En janvier, Alan Greenspan, a annoncé que la croissance économique américaine était proche de zéro. Mardi, il donnait une vision fort différente de l'économie en rappelant, à la surprise générale, l'importance des gains de productivité. Lorsque le mentor de Wall Street vacille, les marchés tremblent d'autant plus quand l'indice des prix à la production surprend à la hausse (1,1%). Pour nous, c'est l'occasion de profiter des dernières baisses de prix. La diminution de 100 points de base des taux directeurs de la Federal Reserve n'a-t-elle pas, en effet, déjà fait rebondir les agrégats monétaires? M3, dont la croissance avoisinait à peine 6% en début d'année, croît aujourd'hui à plus de 12%. Cela n'a rien d'étonnant puisque les consommateurs ont profité de la baisse des taux pour immédiatement refinancer leurs emprunts hypothécaires à de meilleures conditions. Disposant de revenus inespérés, la consommation s'est aussitôt raffermie; ce que confirment les ventes de détail (0,7%) et les nouvelles constructions (5,3%) de janvier. Rapidement, l'économie américaine devrait donc sortir de sa déprime. Dans ces conditions, les marchés boursiers pourraient bénéficier d'une double impulsion, celle de la liquidité plus celle des bénéfices. Profitez des soldes!
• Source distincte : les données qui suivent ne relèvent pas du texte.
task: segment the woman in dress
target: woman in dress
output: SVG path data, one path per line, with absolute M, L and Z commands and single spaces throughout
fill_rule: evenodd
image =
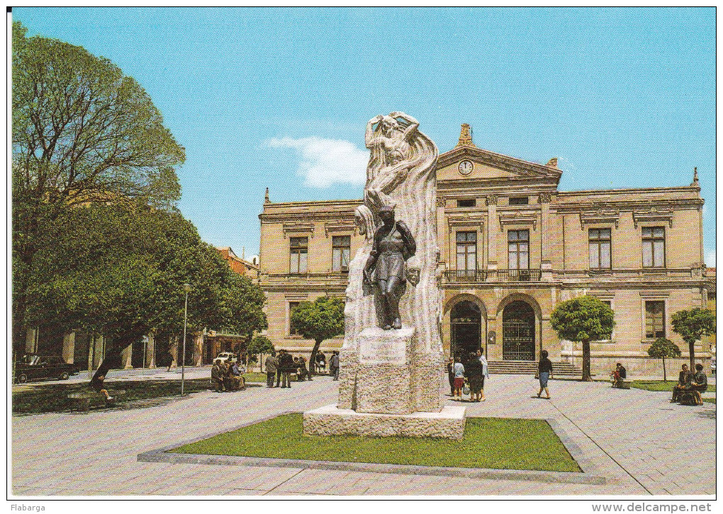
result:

Trois facteurs militaient en faveur d'une baisse des taux directeurs de la Banque centrale européenne (BCE), à savoir: des taux d'intérêt réels élevés (4%), une décélération de la croissance de 3,4% en 2000 à 2,9% en 2001 et une baisse de l'inflation de 2,3% l'an passé à 1,9% cette année. Cependant, la BCE a maintenu sa garde et les taux n'ont pas été abaissés. On ne peut qu'approuver. Pourquoi? Les capacités productives restent fortement sollicitées et leur taux d'utilisation est toujours au-dessus de 84%. Cette situation reflète la faiblesse de l'investissement productif en Europe. Corollaire de cette faiblesse, la croissance de la productivité du travail est toujours deux fois inférieure à celle des Etats-Unis. La hausse l'an passé du prix du pétrole combinée à la baisse de l'euro a ravivé les tensions inflationnistes, que la faiblesse des gains de productivité n'a justement pas pu étouffer. Le risque subsiste donc que toutes ces insuffisances affectent encore aujourd'hui les prix à la production et l'inflation sous-jacente (hors énergie) pourrait surprendre à la hausse cette année, ce que craint justement la BCE. Habile!

Pendant des années, l'Union européenne a attribué d'énormes subventions à l'Irlande, grâce auxquelles elle a pu favoriser l'implantation de nombreuses sociétés informatiques de pointe en accordant des avantages fiscaux alléchants. Le chômage a baissé (4,1%), les dépenses de consommation ont augmenté, la croissance a accéléré (10,7% en 2001), les rentrées fiscales ont gonflé; et, comme on pouvait s'y attendre, le budget du gouvernement pour 2001 a prévu de nouvelles baisses d'impôts. Problème! L'inflation est de 5,3%, bien supérieure à la moyenne de l'Euroland (2%); ce qui normalement devrait se traduire par une sanction immédiate, à savoir: la dévaluation de la livre irlandaise contre l'euro. Mais depuis l'entrée de l'Irlande dans l'Union monétaire européenne, la parité euro/livre est fixée à 0,787564. Dans tout régime de changes fixes, une dévaluation est impossible et l'alternative pour le gouvernement irlandais consiste soit à se soumettre aux exigences de l'Union monétaire et, par conséquent, à celles de Bruxelles afin d'éliminer les pressions inflationnistes, soit à sortir du carcan de l'euro et retrouver sa liberté fiscale et monétaire. Boire ou conduire, il faut choisir!